God is not indifferent to the state of mind of His children. It is not His will that they should be harried and worried, and it is the responsibility and privilege of the servants of God to minister comfort to them, but where in these sad days can comfort be found?

It is not to be found in the daily newspapers. Mark that, O ye Christians who brood over them, and are elated or depressed according to their fluctuating reports. It is not to be found in the doings of valiant soldiers, or the sayings of astute statesmen, or the proposals of visionary reformers, or in the hoped-for final triumph of democracy, for "ALL FLESH IS GRASS, AND ALL THE GOODLINESS THEREOF IS AS THE FLOWER OF THE FIELD. THE GRASS WITHERETH AND THE FLOWER FADETH" (vv. 6-7).

This is the first part of that message that leads to lasting comfort, and if the servants of God are obedient to His commands and true to their commission they will lift up their voices and "cry" this solemn truth.
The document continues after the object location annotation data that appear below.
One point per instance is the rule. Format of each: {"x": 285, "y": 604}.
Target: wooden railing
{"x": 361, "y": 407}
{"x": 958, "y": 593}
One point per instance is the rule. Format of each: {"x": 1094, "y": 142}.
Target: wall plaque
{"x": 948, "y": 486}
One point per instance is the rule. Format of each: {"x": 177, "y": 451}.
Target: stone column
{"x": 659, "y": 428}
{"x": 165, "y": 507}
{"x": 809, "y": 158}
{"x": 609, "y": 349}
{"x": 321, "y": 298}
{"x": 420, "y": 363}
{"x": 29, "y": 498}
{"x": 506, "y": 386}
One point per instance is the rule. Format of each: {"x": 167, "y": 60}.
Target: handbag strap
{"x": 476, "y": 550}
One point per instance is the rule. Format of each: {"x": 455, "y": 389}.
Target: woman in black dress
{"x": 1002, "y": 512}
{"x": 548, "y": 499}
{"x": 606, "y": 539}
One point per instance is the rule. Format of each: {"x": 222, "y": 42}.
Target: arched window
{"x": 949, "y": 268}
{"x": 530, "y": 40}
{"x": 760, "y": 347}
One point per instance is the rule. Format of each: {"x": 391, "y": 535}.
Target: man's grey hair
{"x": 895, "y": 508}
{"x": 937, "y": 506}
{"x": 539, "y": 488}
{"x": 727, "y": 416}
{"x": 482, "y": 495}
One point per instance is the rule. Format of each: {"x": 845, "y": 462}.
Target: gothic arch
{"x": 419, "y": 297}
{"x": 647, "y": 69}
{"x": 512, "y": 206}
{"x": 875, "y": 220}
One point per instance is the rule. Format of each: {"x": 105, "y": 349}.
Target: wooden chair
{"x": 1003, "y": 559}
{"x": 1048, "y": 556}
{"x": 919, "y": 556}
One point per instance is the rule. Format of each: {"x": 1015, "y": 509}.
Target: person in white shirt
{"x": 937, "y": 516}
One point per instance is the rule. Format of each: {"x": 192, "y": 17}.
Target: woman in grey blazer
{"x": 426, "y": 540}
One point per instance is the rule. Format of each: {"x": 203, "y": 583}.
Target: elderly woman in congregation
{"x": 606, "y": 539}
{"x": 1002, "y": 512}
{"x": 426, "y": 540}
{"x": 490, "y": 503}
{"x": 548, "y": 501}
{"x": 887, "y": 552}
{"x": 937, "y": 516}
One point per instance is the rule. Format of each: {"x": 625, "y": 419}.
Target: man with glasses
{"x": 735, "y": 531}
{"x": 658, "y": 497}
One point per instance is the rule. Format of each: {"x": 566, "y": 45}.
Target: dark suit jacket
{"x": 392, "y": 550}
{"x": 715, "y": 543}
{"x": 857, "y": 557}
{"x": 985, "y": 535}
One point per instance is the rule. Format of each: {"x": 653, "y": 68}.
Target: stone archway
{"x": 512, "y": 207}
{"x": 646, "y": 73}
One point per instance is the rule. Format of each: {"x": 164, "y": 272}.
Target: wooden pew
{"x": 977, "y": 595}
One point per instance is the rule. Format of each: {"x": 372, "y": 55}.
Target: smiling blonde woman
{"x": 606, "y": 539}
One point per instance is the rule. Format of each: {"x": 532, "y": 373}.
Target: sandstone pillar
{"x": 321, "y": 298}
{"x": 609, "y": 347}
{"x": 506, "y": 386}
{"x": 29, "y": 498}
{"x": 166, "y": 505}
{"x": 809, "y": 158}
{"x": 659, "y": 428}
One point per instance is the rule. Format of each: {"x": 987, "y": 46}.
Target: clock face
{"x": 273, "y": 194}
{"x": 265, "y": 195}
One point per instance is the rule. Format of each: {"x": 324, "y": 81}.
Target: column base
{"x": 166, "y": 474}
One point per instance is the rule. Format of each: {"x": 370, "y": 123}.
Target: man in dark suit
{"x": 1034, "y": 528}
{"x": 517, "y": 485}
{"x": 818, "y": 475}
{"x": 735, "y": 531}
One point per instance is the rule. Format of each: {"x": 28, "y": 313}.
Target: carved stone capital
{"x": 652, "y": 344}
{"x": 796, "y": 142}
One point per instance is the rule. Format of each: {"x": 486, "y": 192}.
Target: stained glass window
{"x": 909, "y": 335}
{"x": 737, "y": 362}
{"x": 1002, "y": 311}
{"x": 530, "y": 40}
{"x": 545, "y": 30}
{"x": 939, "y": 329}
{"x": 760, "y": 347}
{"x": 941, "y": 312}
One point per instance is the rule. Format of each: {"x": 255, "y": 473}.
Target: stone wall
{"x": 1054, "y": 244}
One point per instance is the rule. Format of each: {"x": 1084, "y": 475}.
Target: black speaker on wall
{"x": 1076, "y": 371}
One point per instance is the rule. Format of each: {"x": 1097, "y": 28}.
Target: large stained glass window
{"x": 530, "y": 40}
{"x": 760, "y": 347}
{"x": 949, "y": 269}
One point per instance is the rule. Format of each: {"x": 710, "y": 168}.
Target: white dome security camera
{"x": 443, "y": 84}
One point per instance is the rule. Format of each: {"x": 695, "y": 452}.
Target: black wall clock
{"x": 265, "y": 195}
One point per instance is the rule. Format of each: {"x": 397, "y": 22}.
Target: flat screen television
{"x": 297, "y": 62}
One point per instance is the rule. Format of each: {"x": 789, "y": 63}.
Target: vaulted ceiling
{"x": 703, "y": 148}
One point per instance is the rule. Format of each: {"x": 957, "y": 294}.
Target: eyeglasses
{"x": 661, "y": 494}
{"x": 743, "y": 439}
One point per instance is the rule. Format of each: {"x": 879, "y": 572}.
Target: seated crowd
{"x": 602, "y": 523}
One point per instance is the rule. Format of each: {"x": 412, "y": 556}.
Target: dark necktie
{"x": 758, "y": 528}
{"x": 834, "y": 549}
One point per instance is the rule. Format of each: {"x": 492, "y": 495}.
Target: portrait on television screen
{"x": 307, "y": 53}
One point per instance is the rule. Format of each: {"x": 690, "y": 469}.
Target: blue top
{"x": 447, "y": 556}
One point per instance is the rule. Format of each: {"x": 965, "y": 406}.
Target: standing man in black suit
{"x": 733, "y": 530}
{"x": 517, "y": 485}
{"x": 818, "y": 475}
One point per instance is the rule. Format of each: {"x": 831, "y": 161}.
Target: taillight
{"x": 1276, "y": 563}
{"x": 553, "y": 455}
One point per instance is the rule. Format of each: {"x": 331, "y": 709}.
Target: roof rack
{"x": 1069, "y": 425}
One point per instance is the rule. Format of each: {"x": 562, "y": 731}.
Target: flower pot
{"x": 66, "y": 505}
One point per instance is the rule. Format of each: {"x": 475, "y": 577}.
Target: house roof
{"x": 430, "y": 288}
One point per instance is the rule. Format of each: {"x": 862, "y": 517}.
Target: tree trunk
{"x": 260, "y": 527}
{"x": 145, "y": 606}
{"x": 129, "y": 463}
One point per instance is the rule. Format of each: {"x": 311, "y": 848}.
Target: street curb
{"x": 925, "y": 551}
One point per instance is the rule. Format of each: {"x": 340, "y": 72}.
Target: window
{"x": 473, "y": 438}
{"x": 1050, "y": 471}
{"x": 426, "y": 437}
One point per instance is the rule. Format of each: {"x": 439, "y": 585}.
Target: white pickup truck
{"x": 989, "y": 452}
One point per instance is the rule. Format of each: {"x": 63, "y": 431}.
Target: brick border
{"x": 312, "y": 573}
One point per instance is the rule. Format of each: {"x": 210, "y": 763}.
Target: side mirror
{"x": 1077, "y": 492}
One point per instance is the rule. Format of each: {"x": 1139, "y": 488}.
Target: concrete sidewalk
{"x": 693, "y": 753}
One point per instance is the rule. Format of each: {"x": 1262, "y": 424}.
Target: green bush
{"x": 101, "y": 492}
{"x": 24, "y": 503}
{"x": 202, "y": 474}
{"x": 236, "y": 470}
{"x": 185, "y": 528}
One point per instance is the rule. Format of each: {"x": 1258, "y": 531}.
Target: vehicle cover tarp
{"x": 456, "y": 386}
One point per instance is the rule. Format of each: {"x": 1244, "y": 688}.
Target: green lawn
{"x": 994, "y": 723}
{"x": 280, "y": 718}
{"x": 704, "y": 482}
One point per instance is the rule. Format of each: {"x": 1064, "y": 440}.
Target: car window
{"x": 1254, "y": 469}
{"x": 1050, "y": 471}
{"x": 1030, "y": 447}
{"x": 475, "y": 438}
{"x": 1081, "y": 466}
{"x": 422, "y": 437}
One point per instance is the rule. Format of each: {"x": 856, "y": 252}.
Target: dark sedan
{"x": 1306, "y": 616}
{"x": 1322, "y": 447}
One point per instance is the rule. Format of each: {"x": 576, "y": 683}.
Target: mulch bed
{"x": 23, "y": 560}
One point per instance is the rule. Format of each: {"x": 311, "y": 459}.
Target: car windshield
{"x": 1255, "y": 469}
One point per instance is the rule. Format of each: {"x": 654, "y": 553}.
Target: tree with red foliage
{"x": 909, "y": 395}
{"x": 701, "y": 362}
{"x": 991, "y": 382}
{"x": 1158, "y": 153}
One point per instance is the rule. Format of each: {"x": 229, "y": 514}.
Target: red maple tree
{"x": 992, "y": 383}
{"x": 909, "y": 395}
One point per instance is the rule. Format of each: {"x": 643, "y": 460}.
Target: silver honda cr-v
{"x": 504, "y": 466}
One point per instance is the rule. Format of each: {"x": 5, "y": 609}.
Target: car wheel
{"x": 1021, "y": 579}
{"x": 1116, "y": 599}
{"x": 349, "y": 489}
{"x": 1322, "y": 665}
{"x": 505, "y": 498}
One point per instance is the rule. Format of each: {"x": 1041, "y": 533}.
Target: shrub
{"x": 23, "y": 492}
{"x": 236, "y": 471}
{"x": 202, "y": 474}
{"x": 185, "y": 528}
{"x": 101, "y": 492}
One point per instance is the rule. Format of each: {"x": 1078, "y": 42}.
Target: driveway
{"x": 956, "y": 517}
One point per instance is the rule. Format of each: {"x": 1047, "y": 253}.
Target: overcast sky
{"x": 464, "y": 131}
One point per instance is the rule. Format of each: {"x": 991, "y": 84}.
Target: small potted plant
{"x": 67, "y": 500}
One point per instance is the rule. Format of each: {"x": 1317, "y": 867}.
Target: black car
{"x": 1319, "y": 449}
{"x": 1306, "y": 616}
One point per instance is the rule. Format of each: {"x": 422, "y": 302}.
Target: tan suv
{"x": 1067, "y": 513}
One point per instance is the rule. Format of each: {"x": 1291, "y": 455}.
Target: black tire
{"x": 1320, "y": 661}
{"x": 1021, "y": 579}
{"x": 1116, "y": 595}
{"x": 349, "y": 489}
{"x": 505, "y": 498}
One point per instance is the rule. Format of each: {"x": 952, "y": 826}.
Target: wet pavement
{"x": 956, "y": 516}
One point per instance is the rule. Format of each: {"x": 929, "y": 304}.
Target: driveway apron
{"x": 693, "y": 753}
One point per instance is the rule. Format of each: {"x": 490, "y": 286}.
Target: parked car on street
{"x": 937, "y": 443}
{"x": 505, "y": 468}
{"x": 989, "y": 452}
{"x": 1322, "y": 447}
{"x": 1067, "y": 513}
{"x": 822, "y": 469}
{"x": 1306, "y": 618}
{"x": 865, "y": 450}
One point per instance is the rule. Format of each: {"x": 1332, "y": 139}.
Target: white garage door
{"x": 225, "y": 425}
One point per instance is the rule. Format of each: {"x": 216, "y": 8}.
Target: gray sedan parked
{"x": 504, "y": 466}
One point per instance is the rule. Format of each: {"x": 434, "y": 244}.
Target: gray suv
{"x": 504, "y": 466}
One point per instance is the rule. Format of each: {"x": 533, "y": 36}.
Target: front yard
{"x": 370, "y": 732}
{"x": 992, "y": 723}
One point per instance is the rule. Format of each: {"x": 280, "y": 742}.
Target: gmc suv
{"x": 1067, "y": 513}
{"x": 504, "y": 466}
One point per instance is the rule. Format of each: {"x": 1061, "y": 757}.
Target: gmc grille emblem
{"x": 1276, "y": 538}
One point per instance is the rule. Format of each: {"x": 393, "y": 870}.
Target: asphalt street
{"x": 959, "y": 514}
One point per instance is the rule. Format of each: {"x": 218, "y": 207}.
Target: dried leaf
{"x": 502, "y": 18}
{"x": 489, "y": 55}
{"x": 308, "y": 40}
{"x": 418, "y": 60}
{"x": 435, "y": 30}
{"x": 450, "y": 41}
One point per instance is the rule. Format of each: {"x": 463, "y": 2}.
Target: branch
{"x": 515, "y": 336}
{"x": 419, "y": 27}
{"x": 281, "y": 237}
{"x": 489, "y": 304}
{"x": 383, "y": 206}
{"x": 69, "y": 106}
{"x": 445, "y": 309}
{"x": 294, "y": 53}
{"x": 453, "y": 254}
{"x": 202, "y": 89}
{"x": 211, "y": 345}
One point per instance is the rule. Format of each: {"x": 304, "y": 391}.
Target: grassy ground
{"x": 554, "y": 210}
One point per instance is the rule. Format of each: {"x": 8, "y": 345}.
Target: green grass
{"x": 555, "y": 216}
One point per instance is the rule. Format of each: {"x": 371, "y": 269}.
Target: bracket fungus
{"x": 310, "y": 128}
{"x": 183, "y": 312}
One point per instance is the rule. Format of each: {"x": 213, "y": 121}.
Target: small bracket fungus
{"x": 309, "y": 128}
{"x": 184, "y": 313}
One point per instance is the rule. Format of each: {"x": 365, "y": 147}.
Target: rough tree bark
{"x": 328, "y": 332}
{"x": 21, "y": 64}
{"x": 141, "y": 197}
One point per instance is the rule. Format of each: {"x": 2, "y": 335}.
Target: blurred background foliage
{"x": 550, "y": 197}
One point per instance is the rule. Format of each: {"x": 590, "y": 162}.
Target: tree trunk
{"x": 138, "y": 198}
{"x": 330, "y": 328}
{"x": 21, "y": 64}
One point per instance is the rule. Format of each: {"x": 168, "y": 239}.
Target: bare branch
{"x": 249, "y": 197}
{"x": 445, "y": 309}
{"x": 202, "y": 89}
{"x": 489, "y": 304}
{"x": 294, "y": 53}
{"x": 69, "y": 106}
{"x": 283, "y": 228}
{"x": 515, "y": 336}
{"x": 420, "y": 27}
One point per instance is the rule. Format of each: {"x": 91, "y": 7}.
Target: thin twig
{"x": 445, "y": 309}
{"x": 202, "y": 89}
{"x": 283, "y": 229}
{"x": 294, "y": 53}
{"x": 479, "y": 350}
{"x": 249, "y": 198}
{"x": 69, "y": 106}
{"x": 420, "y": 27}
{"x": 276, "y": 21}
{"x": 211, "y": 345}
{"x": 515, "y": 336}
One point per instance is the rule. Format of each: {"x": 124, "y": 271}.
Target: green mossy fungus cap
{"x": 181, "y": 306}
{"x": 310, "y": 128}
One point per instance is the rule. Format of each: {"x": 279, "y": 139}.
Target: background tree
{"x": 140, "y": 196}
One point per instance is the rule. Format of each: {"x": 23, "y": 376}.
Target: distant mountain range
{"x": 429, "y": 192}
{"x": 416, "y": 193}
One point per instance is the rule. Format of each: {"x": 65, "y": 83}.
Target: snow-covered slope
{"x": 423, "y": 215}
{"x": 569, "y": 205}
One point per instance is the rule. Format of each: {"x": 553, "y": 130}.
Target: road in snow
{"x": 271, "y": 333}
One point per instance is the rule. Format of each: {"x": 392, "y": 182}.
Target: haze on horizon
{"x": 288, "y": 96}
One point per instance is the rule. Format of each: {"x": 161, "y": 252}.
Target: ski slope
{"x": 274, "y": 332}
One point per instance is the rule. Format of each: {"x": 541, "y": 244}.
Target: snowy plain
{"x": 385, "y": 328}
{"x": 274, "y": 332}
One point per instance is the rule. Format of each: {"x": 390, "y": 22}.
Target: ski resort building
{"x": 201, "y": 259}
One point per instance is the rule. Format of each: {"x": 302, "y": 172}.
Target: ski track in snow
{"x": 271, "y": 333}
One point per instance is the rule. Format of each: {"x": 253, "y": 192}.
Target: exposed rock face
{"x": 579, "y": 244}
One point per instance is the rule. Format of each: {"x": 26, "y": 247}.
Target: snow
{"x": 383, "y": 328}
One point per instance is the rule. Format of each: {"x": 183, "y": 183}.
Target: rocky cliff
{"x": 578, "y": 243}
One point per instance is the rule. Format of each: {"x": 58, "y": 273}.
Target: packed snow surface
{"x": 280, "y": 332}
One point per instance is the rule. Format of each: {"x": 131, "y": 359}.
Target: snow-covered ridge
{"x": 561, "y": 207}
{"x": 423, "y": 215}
They will not pipe to the people the devil's gospel of evolution, or indulge in that deceptive talk of the inherent goodness in man, or of the blessed goal of everlasting security from all ill to which that goodness is forcing him in spite of his natural disinclination to travel the road. They will tell the truth, and the truth is that the very best that man can produce is as the poppy of the summer cornfield, brilliant and attractive for a day; and then — withered and gone. A man who comes with a message like that may be dubbed a sour and gloomy pessimist, but he is not. He is stating the sober truth, and it is surely better to be aroused by the truth than drugged and deluded by specious lies.

The first part of the message then that must be delivered shows us where comfort cannot be found; it declares that man is void of goodness, and that his works have no stability, but having exposed the false it proceeds to reveal the true. "THE WORD OF OUR GOD SHALL STAND FOREVER." Peter who heard that word from the lips of the Eternal Word Himself has told us, "This is the word which by the gospel is preached to you." It gives us GOD as our object and resource, and reveals Him as the One in whom there is no possibility of failure. It gives us HEAVEN as our goal. So that it lifts our eyes upward and urges us onward. It gives us cheer and hope.

Longfellow in one of his famous poems starts his pilgrim upon an upward path, bravely clutching his banner "Excelsior," but gives him no destiny to crown his labours, and no power to sustain him in his upward goalless pilgrimage but his own enthusiasm. The word of the gospel gives us heaven as our hope and goal, and God as our resource and strength as we press on to it. It gives us a hope that makes not ashamed because the love of God is shed abroad in our hearts by the Holy Ghost that is given to us, and in these things there is comfort.

God is our present portion and resource; and hear what our chapter has to say of Him. "Hast thou not known? hast thou not heard, that the everlasting God, THE LORD, THE CREATOR OF THE ENDS OF THE EARTH, fainteth not, neither is weary? There is no searching of His understanding" (v. 28). What a contrast is revealed to us here between the greatness of God and man who at his best is only as the flower of the grass. And the word of the gospel invites us who hear to cease from man, to withdraw our hopes and confidence from him, and to put our trust without fear or misgiving in this great and wonderful God who is from everlasting to everlasting, and who is not only unchanging in His years and almighty in His power but is also infinite in His pity. So we read of Him, "He gives power to the faint; and to them that have no might He increaseth strength."

"Even the youths shall faint and be weary, and the young men shall utterly fall." "But they that wait on the Lord shall renew [or change] their strength they shall mount up with wings as eagles [rise triumphant over every difficulty and depression], they shall run and not be weary [be untiring in their errands of ministry and mercy for the Lord to others]; and they shall walk and not faint," tread steadily and with endurance the upward way to "the hope that is laid up for them in heaven, whereof ye have heard before in the word of the truth of the gospel."

We commend Isaiah 40 to the careful attention of our readers; it is a chapter worth praying over and meditating upon. It has been given to us that it might ring its glad peal for our souls, and fill us with cheer and hope and comfort in dark days. It tells us not to rest in our circumstances, or in any arm of flesh, but in God Himself who is the Father of mercies and the God of all comfort (2 Cor. 1:3).